The Hemochromatosis DNA Test helps determine your risk of hereditary hemochromatosis, a condition that leads to excessive iron absorption. This test identifies the most common mutations in the HFE gene (C282Y, H63D, and S65C) associated with the condition. Early detection can empower you to make informed health and lifestyle choices to manage your risk.

  • Detect common HFE gene mutations linked to hereditary hemochromatosis.
  • Easy, at-home sample collection using a painless mouth swab.
  • Access your results securely online, with complete privacy.

Summary

Understand Your Risk of Hemochromatosis

Hemochromatosis is a hereditary condition where your body absorbs too much iron from food. This excess iron builds up, potentially damaging your organs. Common symptoms include fatigue, joint pain, and abdominal pain. Left untreated, it can lead to liver disease, heart problems, and diabetes.

Early Detection is Key

Many people with hemochromatosis don’t realize it. Symptoms are often subtle or mistaken for other conditions. But, early detection is crucial. If you have a family history of hemochromatosis, or are experiencing unexplained symptoms, it pays to know your risk.

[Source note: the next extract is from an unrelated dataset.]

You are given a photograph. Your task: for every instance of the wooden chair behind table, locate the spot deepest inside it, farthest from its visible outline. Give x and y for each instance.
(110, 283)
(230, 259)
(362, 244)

How Does the Hemochromatosis DNA Test Work?

The DNA Family Check Hemochromatosis DNA Test identifies three mutations in the HFE gene linked to hemochromatosis:

  • C282Y: The primary mutation associated with severe symptoms of hemochromatosis, prevalent in approximately 85% of cases.
  • H63D & S65C: These mutations also contribute to hemochromatosis risk, albeit with generally milder symptoms compared to C282Y.

Hemochromatosis is inherited when you receive two mutated HFE genes, one from each parent. The highest risk is in those with two copies of the C282Y mutation. While not everyone with these genes will develop symptoms, other health factors can contribute to the condition.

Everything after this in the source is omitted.